Today, it's a popular tourist attraction and is worth stopping in for a walk around. Take some photos and learn something about South Australia's early settlers. Each of the buildings have information boards that include photos of the buildings as they were before they were abandoned.
The ruins are approximately 40 kilometres north of Quorn and 12 kilometres south of Hawker.
Access is from the main Quorn to Hawker Road and it is free to enter. There are no facilities here apart from some lovely big gum trees that provide wonderful shade, so bring your own food, drinks and chairs if you're planning to stop for a while. A hat is a must and don't forget the Aerogard - the flies in the outback are horrendous!
There are two separate areas to explore. Both are fairly flat with well made walking paths.
Hawker is approximately 400 kilometres from Adelaide in South Australia.
The most scenic route to Hawker from Adelaide is via the Clare Valley where you turn onto RM Williams Way and head through Jamestown and Orroroo. The more direct and possibly quicker route is on Highway 1 to Port Augusta, Quorn and then to Hawker.
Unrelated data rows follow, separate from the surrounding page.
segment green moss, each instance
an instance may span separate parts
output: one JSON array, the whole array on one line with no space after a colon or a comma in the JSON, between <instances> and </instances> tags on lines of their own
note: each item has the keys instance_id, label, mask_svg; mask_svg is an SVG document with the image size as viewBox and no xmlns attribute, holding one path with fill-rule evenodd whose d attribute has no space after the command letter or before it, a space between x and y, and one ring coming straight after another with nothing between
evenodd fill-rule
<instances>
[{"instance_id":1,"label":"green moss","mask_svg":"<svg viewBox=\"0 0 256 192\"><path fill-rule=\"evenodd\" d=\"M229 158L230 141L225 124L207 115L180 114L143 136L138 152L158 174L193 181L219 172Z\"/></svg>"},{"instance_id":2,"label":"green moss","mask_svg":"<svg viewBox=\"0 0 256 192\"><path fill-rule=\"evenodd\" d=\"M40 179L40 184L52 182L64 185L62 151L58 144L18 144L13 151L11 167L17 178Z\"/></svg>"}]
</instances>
Either way, it's roughly four and a half hours to five hours to Hawker from Adelaide.
This site is indeed worth spending some time walking around the ruins and includes a small graveyard.I might add that after you drive down to the second spot,you can continue along the Kanyaka creek via a well worn vehicle track to Death Rock and water hole ,where apparently Aboriginals spent there last days,by this large rock and waterhole.It is not a long distance to drive.When I did this drive,there was no sighnage to indicate to where it would take you...but the track does head southerly.